The offer came Tuesday for Kyle Shortridge, a defensive tackle who continues to see more and more interest from college programs as he wraps up his junior year of high school.

West Virginia running backs coach Robert Gillespie let the 6-foot-2, 270-pound Shortridge know that the Mountaineers had a place for him if he wanted it and the Floridian is all ears.

"He [Gillespie] was telling me he likes how I play, he likes how I fly off the line and everything like that. He said he likes my intensity," says Shortridge, a 3-star prospect according to Rivals.com.

Although this was his first time speaking with a coach from West Virginia's staff, Shortridge is familiar with the team.

"I watch them every time they come on TV. They're a pretty hard-playing school," Shortridge says of WVU. "I saw the game against Clemson where they blew them out by a million points."

The estimate of points scored may be a tad off, but Shortridge was clearly impressed by what the Mountaineers accomplished in January just over an hour from his hometown of Loxahatchee.
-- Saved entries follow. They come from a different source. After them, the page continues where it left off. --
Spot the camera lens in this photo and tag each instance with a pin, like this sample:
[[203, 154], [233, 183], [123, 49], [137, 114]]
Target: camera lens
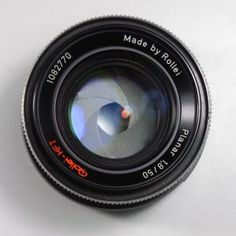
[[115, 112], [117, 109]]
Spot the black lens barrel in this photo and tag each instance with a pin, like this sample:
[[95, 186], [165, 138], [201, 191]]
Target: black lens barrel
[[126, 182]]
Shortridge recognizes that a large portion of West Virginia's roster comes from his state and that works to its advantage when he begins looking into which school he wants to spend his college years attending. He already has a good friend who made that decision in the past year.

Roshard Burney, a running back signed on to play for WVU in 2012, was a rival of Shortridge's Seminole Ridge team. Once the two got over the fact that they played on opposite sides of the rivalry, they realized the other wasn't so bad and have kept in constant communication ever since.

Coach Gillespie recruited Burney, and now he is relaying his own reasons for choosing the Mountaineers to Shortridge.

"He's one of the people who is really telling me good stuff about West Virginia," Shortridge says of Burney. "He just says that he loves the program and how everything goes there."

Throughout the spring, the defensive staff has spoken about how much it would like to see a number of players rotating through the defensive line snaps this fall. Anyone from a fifth-year senior to a true freshman will have the opportunity to prove they are worthy of playing time and that mentality has Shortridge excited.

"I look at them and I see how their line flies off the ball every play and how people get a real shot to start," he says. "That makes me want to give them a chance."

His search for a college program now includes offers from South Florida, Louisville, Indiana, Minnesota and Western Kentucky in addition to WVU. Shortridge says the school that will ultimately win out is the one that gives him the best chance at improving as a player by making him earn everything he gets.

His plan at this point is to make an official visit to Morgantown in order to discover whether or not he believes the Mountaineers fit that mold.

They already feel that Shortridge fits theirs.

"I just love to play football," he says. "When I get on the field and someone has the ball, I won't stop until I get them."

It is that mentality that caught Gillespie's eye and now it becomes his job to do what it takes to catch Shortridge's and keep him interested in a future with West Virginia.